恶意登录
需求:
- 对一段时间内(比如一天内)的用户点击行为进行约束,
- 如果对同一个广告点击超过一定限额(比如100次),
- 应该把该用户加入黑名单并报警,此后其点击行为不应该再统计
方式一:
import org.apache.flink.api.common.eventtime.SerializableTimestampAssigner;
import org.apache.flink.api.common.eventtime.WatermarkStrategy;
import org.apache.flink.api.common.functions.ReduceFunction;
import org.apache.flink.api.common.state.ReducingState;
import org.apache.flink.api.common.state.ReducingStateDescriptor;
import org.apache.flink.api.common.state.ValueState;
import org.apache.flink.api.common.state.ValueStateDescriptor;
import org.apache.flink.api.common.typeinfo.Types;
import org.apache.flink.configuration.Configuration;
import org.apache.flink.streaming.api.datastream.SingleOutputStreamOperator;
import org.apache.flink.streaming.api.environment.StreamExecutionEnvironment;
import org.apache.flink.streaming.api.functions.KeyedProcessFunction;
import org.apache.flink.util.Collector;
import org.apache.flink.util.OutputTag;
import java.text.SimpleDateFormat;
import java.time.Duration;
import java.util.Date;
/**
* @ClassName: Flink01_PV_Project
* @Description:
* @Author: kele
* @Date: 2021/4/9 18:52
* <p>
* <p>
* 需求:
* 对一段时间内(比如一天内)的用户点击行为进行约束,
* 如果对同一个广告点击超过一定限额(比如100次),
* 应该把该用户加入黑名单并报警,此后其点击行为不应该再统计
*
* 解决每天的第一条数据计算到昨天的状态中
* <p>
* <p>
* 来一条数据判断一下日期,如果是当前的日期,则不清除状态,如果不是当前的日期,则清除状态
*
**/
public class Flink05_Filter_BlackList_Project_1 {
public static void main(String[] args) {
Configuration conf = new Configuration();
conf.setInteger("rest.port", 20000);
StreamExecutionEnvironment env = StreamExecutionEnvironment.getExecutionEnvironment(conf);
env.setParallelism(2);
OutputTag<String> blackList = new OutputTag<String>("blackList", Types.STRING) {
};
//设置水印
WatermarkStrategy<AdsClickLog> ws = WatermarkStrategy.<AdsClickLog>forBoundedOutOfOrderness(Duration.ofSeconds(20))

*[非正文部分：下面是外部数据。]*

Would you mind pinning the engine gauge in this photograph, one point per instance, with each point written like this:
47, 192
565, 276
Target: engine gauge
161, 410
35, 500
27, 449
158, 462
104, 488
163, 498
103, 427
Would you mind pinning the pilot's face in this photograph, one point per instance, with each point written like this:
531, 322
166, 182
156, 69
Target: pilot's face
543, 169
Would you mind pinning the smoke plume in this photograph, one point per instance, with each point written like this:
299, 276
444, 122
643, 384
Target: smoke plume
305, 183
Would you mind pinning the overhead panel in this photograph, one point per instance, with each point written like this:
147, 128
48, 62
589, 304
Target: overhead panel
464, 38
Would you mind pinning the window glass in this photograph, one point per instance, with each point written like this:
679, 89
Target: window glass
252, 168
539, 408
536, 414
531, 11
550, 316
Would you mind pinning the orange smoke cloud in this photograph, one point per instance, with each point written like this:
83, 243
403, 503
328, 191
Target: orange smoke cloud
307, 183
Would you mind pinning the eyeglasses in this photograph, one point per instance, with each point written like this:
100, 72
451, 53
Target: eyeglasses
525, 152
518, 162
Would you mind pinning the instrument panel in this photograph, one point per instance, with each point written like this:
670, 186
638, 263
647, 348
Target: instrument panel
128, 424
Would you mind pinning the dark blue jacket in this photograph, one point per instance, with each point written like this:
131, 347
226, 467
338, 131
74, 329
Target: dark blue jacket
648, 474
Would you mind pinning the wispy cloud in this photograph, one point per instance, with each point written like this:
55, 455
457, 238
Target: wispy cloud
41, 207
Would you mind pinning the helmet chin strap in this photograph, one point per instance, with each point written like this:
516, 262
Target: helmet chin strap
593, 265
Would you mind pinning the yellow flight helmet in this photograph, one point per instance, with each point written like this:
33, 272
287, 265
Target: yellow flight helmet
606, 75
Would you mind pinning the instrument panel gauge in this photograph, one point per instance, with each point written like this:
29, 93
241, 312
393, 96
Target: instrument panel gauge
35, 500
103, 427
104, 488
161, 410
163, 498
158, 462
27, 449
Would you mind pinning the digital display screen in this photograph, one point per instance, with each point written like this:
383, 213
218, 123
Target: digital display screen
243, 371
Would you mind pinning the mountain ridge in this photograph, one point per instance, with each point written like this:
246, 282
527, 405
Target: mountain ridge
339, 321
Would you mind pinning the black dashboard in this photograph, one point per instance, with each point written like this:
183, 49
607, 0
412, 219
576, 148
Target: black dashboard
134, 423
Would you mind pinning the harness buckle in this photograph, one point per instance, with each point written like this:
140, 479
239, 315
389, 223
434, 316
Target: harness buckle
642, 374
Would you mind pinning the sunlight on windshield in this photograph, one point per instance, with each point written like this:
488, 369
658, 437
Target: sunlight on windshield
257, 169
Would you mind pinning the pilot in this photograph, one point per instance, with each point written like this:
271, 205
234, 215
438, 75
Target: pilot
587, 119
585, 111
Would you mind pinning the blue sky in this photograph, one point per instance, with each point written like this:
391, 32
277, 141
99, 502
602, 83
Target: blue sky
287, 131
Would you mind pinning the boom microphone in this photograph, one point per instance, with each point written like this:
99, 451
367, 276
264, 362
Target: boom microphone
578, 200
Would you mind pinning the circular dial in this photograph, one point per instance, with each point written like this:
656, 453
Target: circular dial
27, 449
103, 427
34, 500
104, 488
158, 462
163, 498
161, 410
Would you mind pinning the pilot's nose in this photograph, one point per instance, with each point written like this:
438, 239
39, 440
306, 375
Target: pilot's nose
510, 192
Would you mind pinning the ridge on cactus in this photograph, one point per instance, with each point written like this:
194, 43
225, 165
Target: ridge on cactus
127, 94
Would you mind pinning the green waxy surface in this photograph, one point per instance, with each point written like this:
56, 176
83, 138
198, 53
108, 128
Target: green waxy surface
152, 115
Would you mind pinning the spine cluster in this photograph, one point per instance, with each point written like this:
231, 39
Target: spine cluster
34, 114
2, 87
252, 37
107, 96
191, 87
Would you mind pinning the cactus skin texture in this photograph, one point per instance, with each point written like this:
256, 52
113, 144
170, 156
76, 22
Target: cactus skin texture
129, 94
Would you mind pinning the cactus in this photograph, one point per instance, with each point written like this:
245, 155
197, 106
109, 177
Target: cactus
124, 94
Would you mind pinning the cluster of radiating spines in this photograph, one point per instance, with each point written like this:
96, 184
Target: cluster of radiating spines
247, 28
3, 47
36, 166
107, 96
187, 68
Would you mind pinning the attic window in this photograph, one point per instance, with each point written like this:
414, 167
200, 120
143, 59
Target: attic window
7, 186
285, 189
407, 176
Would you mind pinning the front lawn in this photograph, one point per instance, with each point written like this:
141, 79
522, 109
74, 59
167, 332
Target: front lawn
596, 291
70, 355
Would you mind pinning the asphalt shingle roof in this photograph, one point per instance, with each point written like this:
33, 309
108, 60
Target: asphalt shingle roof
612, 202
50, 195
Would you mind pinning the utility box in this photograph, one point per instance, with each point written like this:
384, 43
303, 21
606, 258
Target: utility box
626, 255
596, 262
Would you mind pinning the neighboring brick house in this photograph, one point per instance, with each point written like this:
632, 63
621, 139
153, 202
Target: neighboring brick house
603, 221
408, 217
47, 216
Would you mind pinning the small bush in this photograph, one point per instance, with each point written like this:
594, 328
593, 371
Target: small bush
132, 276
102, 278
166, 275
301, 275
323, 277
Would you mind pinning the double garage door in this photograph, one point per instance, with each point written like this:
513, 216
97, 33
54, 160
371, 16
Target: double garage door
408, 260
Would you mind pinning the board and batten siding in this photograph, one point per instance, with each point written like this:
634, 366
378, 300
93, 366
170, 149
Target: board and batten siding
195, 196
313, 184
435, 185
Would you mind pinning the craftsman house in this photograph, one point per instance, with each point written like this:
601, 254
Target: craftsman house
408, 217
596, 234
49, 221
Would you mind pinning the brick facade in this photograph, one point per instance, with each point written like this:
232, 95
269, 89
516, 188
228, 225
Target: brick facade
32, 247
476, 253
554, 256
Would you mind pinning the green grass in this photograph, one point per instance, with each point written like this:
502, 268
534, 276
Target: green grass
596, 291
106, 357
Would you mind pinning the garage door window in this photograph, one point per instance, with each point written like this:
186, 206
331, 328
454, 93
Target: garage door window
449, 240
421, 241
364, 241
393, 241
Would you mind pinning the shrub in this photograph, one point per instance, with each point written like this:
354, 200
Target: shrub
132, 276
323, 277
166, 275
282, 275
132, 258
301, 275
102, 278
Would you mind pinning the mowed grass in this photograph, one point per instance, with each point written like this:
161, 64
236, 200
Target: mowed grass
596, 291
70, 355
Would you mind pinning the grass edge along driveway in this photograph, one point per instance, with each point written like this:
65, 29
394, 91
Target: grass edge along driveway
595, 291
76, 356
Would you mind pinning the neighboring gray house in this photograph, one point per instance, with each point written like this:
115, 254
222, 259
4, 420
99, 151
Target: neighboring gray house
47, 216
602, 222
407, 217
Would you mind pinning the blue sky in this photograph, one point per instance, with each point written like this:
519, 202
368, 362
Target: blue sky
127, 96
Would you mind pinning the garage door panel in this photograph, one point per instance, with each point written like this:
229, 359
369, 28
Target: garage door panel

.withTimestampAssigner(new SerializableTimestampAssigner<AdsClickLog>() {
@Override
public long extractTimestamp(AdsClickLog element, long recordTimestamp) {
return element.getTimestamp();
}
});
SingleOutputStreamOperator<String> main =
env
.socketTextStream("hadoop162",8888)
// .readTextFile("in/AdClickLog.csv")
.map(line -> {
String[] datas = line.split(",");
return new AdsClickLog(Long.valueOf(datas[0]),
Long.valueOf(datas[1]),
datas[2],
datas[3],
Long.valueOf(datas[4]));
}
)
.assignTimestampsAndWatermarks(ws)
//按照用户和广告id分组
.keyBy(ads -> ads.getUserId() + " " + ads.getAdsId())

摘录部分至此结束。